Berita Gresik
Pagar Pembatas Jebol, Fasum di Wahana Ekspresi Poesponegoro (WEP) Gresik Memprihatinkan
fasum yang berada di samping gedung Wahana Ekspresi Poesponegoro (WEP) Gresik memprihatinkan.
Penulis: Willy Abraham | Editor: irwan sy
SURYA.co.id | GRESIK - Fasilitas umum (fasum) yang berada di samping gedung Wahana Ekspresi Poesponegoro (WEP) memprihatinkan. Fasum jalan penghubung dari tempat parkir menuju perkampungan di wilayah Kelurahan Sidokumpul, Kecamatan Gresik Kota, itu tampak tak terawat.
Padahal, WEP II baru diresmikan pada Maret 2017. Bangunan yang menelan biaya Rp 40 miliar itu tidak hanya dilengkapi dengan jalan penghubung yang berada di samping. Jalan penghubung yang tingginya sesuai dengan bangunan WEP itu dilengkapi oleh pagar pembatas.
Saat ini kondisinya amat memprihatinkan, karena banyak pagar yang jebol, bahkan ada yang di ganti dengan kayu sebagai pembatas. Tidak hanya itu, sebagian pagar pembatas yang berada di samping kanan kiri itu bahkan ada yang hilang, sehingga terlihat berlubang.
Belum lagi, jalan penghubung yang di cat putih itu menjadi sasaran vandalisme.
Banyak sekali coretan yang membuat pemandangan kurang sedap dipandang mata.
Jalan tersebut merupakan akses yang biasa digunakan warga dari jalan raya menuju perkampungan di kelurahan Sidomulyo.
Banyak juga anak-anak yang bermain sepeda dan berlarian.
"Bahaya kalau anak-anak main sepeda ke sini. Kalau tidak hati-hati bisa jatuh ke sungai," ujar Yitno salah seorang warga, Jumat (29/3/2019).
Sekretaris Dinas Pemuda dan Olahraga (Dispora), Agus Pambudi, mengatakan pihaknya selama ini menjadi pengelola WEP.
Disinggung mengenai biaya perawatan, WEP sendiri masih belum diserahkan sepenuhnya kepada Dispora.
"Jadi sementara anggaran di WEP itu masih di Dinas Pekerjaan Umum dan Tata Ruang (DPUTR) belum diserahkan," ujarnya.
Baik WEP I yang berada di depan maupun WEP II masih belum diserahkan sepenuhnya kepada Dispora yang selama ini mengelola.

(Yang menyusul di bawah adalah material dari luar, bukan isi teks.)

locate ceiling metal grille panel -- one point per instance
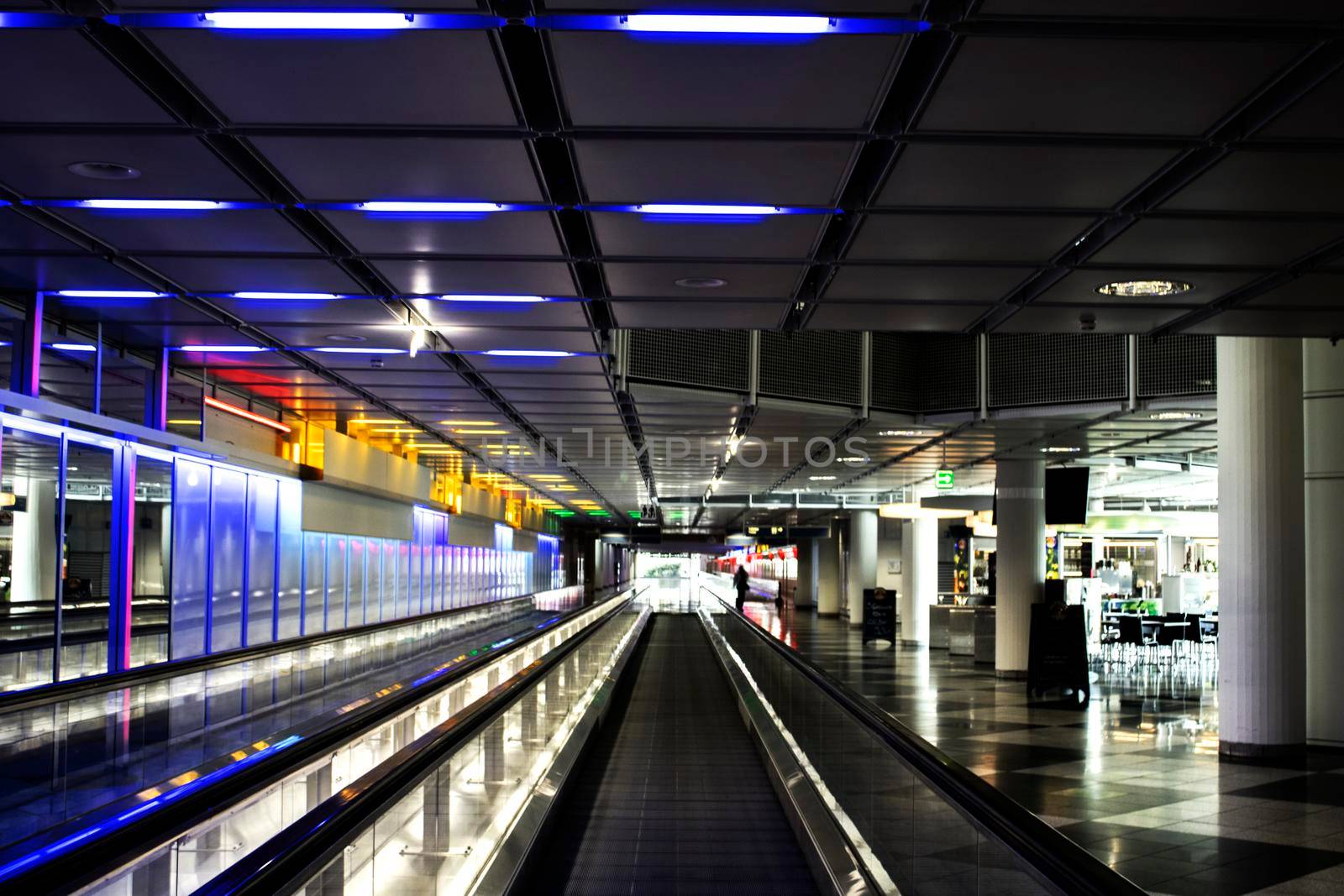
(1178, 364)
(817, 365)
(947, 371)
(895, 372)
(1055, 369)
(705, 359)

"Asetnya belum masuk. Kami cuma mengelola saja semuanya. WEP I masih aset Dinas Pariwisata dan WEP II aset masih Dinas PUTR, kita cuma mengelola saja," ujarnya
:quality(30):format(webp):focal(0.5x0.5:0.5x0.5)/surabaya/foto/bank/originals/wahana-ekspresi-poesponegoro-wep-gresik.jpg)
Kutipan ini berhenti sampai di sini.